This got me thinking about what makes it that hard to build a good recommendation system?
On my side, I'm currently working on a new way to do so. I called it Channel Tree. The goal is to start out with a list of YouTube channels provided by the user.
Then my software will go look for the channel section of each channels to look for other channels there. This has the effect of building a deep tree of different channels related to each other through the channel section. The user will only have to specify how many layers of the tree he would like to have so the algorithm can stop there.
Finally, you'll only have to look at the tree and look out for channels that may seem interesting based on who's the parent in the tree.
I would assume that Google has tried various tweaks to their algorithm and that it is the way it is for a reason.
It could be that most people's goal in life is not to watch the maximum amount of YouTube.
One thing I've wanted since I saw a prototype Joe Edelman made for Chrome, is after a video is played, prompt the user for a rating, and a reason for the rating. Joe had a taxonomy of human values for this, but it could also be a freeform tag based system.
Then when you go to YouTube next time, you say that the reason you're at YouTube is to "increase my knowledge of machine learning." Or maybe it's Friday evening and you just want to "make me laugh."
Most people probably won't pick "make me outraged or scared.", but that does give good engagement metrics...
2) COPPA means youtube doesn't allow under 13s to have an account. But those children want to use the like and subscribe and notification bell. This means that youtube gets all of my viewing and all of my child's view, but can't tell the difference.
3) There's no way to tell youtube what I like. I watch tiny channels doing original songs and covers. Youtube thinks that's music, and so pushes general chart shit at me. Or it thinks it's some genre of music and pushes huge channels that are roughly that genre at me. I have no way of telling YT that it's the small channels with fewer than 1000 / 10000 subs that I want to see.
Your proposed algorithm wouldn't work for me because the majority of the good videos I'm exposed to in education/science come from channels that are not listed in the channel sections of my subscribed list.
E.g., here's a channel about machine learning that doesn't list any other channels: https://www.youtube.com/c/YannicKilcher/channels
Here's another machine learning channel that doesn't reference any other AI channels: https://www.youtube.com/c/K%C3%A1rolyZsolnai/channels
Neither of the above channels reference each other but both have videos that are relevant to my interests.
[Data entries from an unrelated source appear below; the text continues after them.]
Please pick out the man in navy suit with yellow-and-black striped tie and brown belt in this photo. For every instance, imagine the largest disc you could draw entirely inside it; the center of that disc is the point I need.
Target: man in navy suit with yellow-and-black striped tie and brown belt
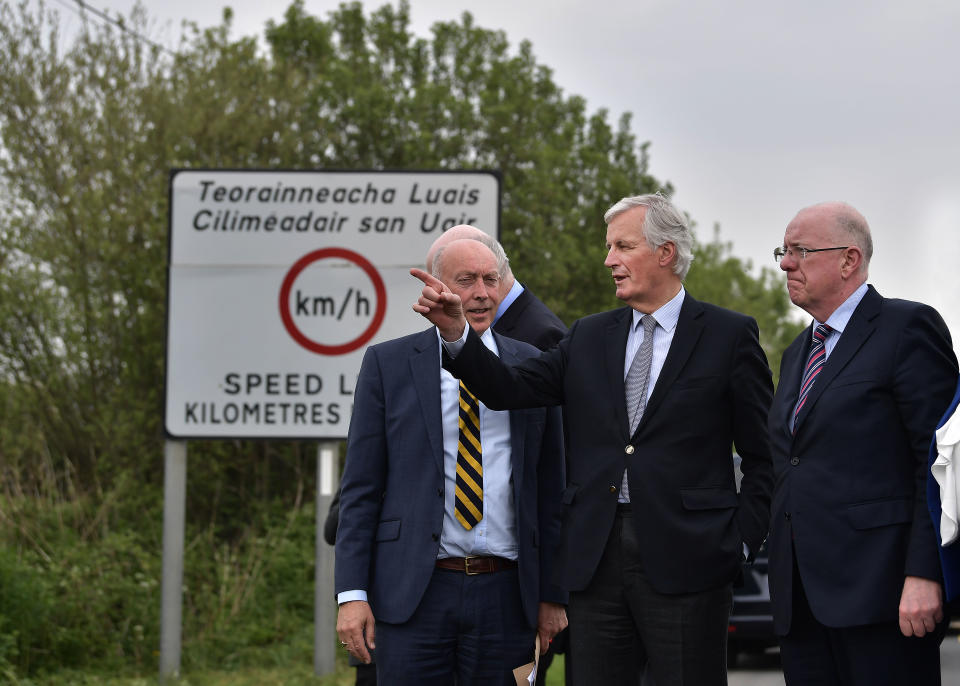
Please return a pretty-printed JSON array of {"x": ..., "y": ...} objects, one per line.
[{"x": 442, "y": 600}]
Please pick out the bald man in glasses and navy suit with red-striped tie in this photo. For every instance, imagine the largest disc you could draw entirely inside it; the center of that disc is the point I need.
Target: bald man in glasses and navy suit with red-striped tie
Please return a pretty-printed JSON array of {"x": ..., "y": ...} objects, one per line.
[{"x": 854, "y": 571}]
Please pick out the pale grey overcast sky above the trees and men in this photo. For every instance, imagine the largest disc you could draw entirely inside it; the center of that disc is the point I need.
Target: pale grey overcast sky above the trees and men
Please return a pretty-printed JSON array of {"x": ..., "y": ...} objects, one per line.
[{"x": 753, "y": 108}]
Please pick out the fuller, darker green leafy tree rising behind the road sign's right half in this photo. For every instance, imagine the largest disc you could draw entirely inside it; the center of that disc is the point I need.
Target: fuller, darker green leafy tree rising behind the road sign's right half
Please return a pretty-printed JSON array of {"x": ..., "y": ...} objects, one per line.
[{"x": 465, "y": 100}]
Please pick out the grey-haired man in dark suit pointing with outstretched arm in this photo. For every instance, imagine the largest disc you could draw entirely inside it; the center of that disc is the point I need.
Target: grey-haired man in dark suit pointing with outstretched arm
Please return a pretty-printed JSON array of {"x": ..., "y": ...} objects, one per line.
[{"x": 654, "y": 529}]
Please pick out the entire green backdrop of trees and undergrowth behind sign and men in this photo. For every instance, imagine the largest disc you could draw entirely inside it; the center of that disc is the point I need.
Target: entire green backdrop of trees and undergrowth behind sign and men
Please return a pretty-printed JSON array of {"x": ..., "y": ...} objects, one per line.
[{"x": 90, "y": 125}]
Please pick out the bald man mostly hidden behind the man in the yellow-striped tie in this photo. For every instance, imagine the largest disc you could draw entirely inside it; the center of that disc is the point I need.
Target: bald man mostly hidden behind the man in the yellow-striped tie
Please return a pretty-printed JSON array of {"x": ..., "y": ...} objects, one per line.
[{"x": 520, "y": 314}]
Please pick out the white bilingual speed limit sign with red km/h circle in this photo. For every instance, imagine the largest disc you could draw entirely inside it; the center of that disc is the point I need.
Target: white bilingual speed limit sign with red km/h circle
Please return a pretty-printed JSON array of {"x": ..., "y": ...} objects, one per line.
[{"x": 278, "y": 280}]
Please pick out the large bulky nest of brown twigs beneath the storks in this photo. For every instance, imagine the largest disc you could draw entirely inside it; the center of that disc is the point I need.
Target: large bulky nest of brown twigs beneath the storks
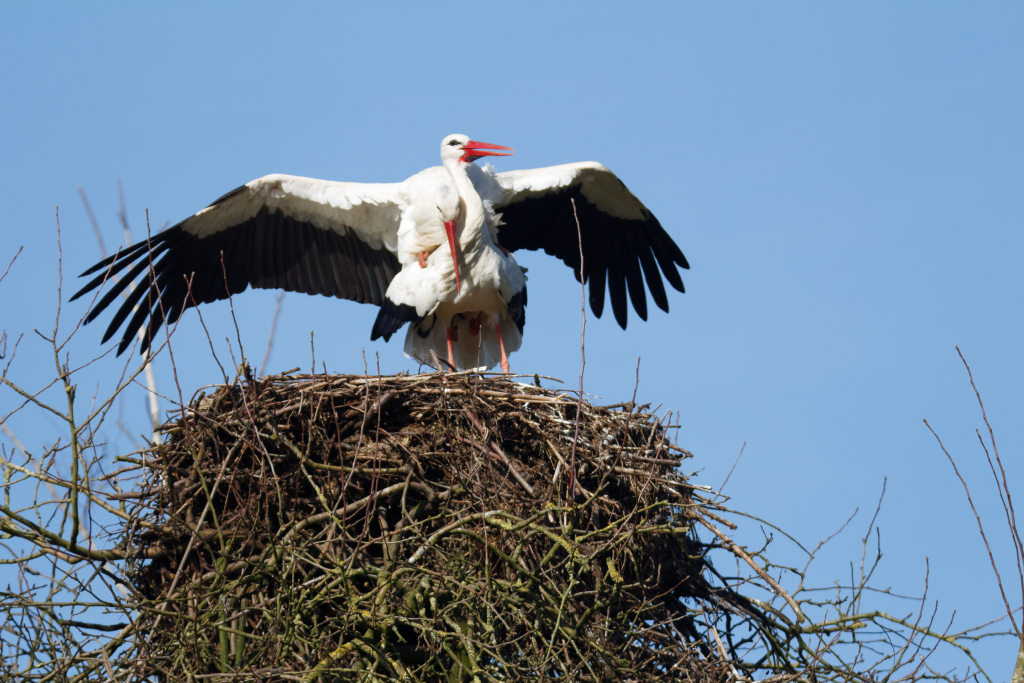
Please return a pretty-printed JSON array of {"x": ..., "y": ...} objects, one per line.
[{"x": 424, "y": 529}]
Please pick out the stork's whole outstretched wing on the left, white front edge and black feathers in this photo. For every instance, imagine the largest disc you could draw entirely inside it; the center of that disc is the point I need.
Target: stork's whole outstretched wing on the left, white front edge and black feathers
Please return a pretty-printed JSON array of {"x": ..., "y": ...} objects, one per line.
[{"x": 279, "y": 232}]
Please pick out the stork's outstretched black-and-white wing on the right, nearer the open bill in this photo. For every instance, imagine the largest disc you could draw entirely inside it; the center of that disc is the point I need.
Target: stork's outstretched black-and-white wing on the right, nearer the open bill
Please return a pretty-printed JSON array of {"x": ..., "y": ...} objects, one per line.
[{"x": 620, "y": 236}]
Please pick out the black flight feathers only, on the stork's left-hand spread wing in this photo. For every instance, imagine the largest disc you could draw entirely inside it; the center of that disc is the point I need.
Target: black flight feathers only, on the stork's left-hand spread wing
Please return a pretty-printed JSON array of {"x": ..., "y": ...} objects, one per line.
[{"x": 269, "y": 251}]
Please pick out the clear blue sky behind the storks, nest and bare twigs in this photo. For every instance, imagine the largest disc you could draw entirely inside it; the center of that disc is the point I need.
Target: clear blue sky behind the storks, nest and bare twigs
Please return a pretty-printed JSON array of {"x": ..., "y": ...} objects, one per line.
[{"x": 846, "y": 183}]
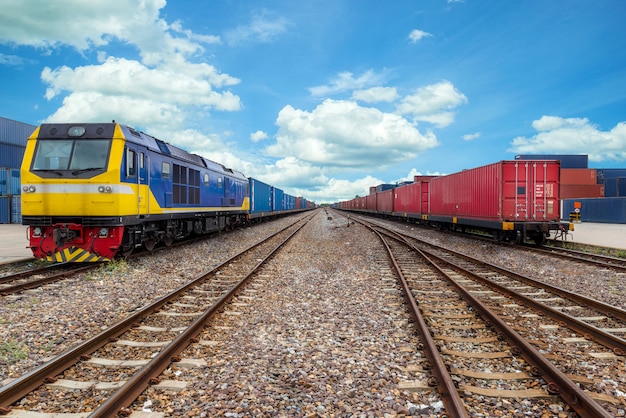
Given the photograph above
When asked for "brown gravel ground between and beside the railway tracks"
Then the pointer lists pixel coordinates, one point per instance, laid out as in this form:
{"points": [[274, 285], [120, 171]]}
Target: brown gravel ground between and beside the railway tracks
{"points": [[322, 333]]}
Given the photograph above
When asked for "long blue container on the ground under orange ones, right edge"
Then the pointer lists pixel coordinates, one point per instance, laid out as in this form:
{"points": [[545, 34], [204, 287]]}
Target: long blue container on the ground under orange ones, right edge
{"points": [[603, 210]]}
Because the Youtube algorithm didn't depend on building a "channel tree" from whitelisted channel listings, it can suggest quality videos from both of those channels that your algorithm would miss.
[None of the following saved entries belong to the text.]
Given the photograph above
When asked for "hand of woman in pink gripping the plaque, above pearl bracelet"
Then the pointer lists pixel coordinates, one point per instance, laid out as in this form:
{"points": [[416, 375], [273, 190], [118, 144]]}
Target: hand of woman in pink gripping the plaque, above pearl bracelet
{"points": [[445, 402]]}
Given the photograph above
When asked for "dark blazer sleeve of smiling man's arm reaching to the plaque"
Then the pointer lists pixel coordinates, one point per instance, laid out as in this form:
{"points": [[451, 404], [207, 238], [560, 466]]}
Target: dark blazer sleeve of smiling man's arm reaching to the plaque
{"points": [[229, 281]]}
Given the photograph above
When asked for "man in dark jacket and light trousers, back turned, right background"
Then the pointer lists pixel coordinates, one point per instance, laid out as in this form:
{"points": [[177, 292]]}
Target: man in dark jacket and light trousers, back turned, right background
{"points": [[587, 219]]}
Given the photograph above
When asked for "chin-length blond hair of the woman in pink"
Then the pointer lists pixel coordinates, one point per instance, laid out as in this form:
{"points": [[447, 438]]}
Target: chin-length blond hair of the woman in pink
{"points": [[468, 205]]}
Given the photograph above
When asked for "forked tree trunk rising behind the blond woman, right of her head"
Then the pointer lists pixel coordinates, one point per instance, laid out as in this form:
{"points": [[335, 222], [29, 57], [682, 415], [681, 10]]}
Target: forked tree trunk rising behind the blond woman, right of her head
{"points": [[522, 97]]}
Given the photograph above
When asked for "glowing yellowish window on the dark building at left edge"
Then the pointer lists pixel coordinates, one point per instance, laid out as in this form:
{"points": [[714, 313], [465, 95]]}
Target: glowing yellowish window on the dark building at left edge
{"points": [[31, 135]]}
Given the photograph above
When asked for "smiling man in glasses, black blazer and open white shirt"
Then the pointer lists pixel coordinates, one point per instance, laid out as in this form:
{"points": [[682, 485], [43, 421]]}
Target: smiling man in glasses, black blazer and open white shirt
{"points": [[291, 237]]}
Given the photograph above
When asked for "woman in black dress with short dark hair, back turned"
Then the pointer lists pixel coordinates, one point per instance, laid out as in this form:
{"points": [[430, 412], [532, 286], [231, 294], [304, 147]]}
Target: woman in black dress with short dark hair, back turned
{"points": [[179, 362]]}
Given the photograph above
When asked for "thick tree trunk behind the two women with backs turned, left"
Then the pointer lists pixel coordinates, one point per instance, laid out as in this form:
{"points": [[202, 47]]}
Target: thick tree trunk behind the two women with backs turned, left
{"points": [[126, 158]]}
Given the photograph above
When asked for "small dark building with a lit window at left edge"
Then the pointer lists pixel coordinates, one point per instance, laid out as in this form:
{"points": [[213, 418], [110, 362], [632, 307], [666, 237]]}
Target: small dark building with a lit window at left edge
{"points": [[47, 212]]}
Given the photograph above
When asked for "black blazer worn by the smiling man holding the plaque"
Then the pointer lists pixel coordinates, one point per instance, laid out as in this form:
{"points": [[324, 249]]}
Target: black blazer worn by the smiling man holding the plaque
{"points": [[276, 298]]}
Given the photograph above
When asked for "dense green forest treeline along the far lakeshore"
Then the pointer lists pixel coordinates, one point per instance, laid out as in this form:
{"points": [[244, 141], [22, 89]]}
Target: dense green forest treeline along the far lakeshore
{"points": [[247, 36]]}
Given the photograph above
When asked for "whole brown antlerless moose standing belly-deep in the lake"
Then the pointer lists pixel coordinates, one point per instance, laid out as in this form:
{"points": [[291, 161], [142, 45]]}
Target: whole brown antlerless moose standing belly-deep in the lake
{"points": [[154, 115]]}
Also as a person working on recommendation algorithms at a large competitor, I would say Youtube does a pretty good job overall.
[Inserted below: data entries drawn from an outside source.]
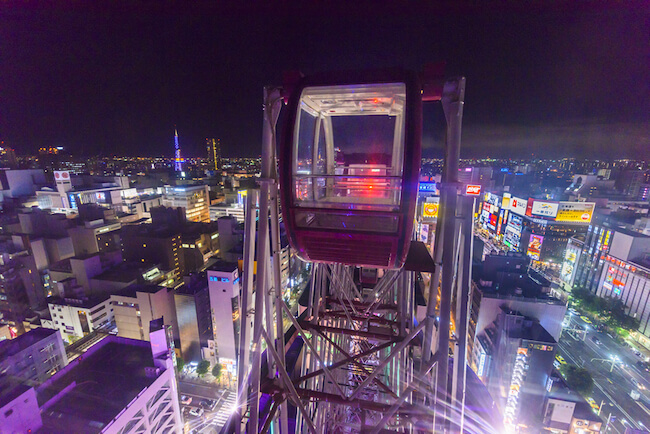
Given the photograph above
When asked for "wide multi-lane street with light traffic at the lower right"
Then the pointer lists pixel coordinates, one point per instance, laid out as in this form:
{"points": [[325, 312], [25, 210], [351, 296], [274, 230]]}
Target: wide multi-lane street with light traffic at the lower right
{"points": [[611, 389]]}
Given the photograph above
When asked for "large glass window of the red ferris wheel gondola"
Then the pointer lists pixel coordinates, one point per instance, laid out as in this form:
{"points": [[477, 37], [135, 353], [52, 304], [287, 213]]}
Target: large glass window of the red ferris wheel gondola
{"points": [[349, 143]]}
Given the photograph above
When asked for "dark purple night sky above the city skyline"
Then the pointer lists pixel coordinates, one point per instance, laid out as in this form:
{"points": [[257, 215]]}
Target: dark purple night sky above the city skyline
{"points": [[107, 78]]}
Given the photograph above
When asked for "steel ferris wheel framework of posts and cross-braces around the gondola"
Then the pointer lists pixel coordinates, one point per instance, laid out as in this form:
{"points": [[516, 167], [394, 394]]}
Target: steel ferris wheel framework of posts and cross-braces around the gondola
{"points": [[357, 367]]}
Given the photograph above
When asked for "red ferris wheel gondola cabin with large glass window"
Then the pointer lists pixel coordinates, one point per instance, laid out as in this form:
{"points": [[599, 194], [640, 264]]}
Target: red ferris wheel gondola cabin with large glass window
{"points": [[349, 163]]}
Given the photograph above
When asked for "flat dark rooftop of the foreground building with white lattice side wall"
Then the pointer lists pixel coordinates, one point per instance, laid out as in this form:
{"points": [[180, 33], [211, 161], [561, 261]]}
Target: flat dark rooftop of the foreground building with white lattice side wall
{"points": [[92, 390]]}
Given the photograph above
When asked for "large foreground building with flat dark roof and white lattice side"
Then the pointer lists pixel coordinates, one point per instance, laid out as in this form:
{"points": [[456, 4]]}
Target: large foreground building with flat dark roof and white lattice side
{"points": [[119, 386]]}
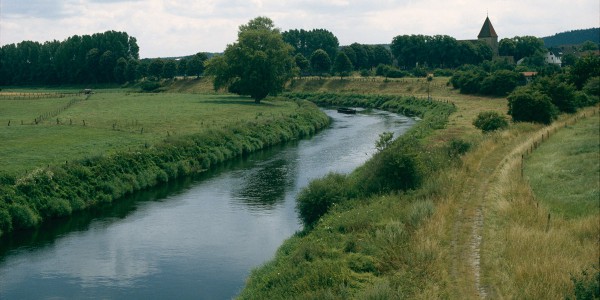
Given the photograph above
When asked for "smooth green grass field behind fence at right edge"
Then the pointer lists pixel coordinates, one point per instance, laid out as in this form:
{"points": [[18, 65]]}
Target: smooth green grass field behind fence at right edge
{"points": [[564, 172]]}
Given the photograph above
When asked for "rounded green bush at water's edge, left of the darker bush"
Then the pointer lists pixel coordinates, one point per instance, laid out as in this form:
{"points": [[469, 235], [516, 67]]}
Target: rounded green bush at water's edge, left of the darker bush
{"points": [[316, 199]]}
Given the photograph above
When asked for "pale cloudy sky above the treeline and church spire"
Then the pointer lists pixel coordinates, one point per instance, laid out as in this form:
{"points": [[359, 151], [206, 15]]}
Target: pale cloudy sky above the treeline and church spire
{"points": [[177, 27]]}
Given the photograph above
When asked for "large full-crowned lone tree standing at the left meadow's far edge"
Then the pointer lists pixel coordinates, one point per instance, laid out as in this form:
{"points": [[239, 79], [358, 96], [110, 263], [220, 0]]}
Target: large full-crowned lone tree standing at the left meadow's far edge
{"points": [[258, 64]]}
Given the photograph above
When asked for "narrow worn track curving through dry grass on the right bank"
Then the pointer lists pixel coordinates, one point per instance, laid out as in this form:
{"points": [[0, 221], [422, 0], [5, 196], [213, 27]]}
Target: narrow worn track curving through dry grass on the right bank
{"points": [[492, 172]]}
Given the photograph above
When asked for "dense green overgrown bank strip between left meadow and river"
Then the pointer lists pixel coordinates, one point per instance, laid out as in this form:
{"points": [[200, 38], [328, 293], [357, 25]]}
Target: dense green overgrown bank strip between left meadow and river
{"points": [[59, 190]]}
I just think its trendy to hate on things even when it gives you tools to tweak its behavior
I just did a small random sampling of my own subscriptions, and I'd say about 30% or more have no channels listed in their Channels Section. And of the ones that do, it's all much larger youtuber's in their own circles that I'm usually already aware of.
I understand your approach to be more of a heuristic - build a tree like structure by traversing through the channels for each channel.
If I’m interested in A, how do you determine where to start traversal in this tree? And how do you pick out a set of recommendations and rank them?
I have a cursory understanding of ML. In addition to finding the relevant entities, you need to rank them.
An important question is, “what are you optimizing for?” For YouTube, presumably they want to optimize for watch time. If they want to suggest ads, that model might want to optimize for maximizing revenue. I’m going on a tangent here, but when we say “YouTube’s recommendations are bad” we should keep in mind YouTube might be optimizing for revenue... which isn’t the same as optimizing for seconds watched or optimizing for clicks.
The foundational error I feel is trying to capitalize on peoples attention as opposed to aiding in the public good.
Sure when youtube and like services were starting out it was the wild west and all about gaining users and creating traction, however that was a long time ago. We now know where that party was headed and how it ended, and it almost ended society!
At this point any improvements I feel should be focused on minimizing damage and maximizing the public good.
This is the antithesis of anticipating interests as that approach has failed to deliver and even worse has only served to exacerbate echo chambers and divide populations.
Better to gauge interests and make suggestions from a large and vetted list of diverse sources as a primary ingredient of a larger cake of suggestions with actual user defined interest suggestions being the subtle and minimal spice.
This lead to much more relevant results than what it does now it seems, especially when looking for more niche topics.
Now a days notifications are irrelevant and comment you posted gets a notification and start searching what you actually posted. Those are hard to find.
YT is imperfect I am fine with that.
What I hate is though l, when a video gets deleted from your playlist, they should have courtesy to say the video title what got deleted. It just blindly says, video is deleted, it is restricted in your country amd I have no clue what video was that.
Feedback from someone who is vaguely disappointed in YouTube's recommendation algorithm: I don't love every video by a given channel. Which videos I specifically enjoyed watching matter quite a bit.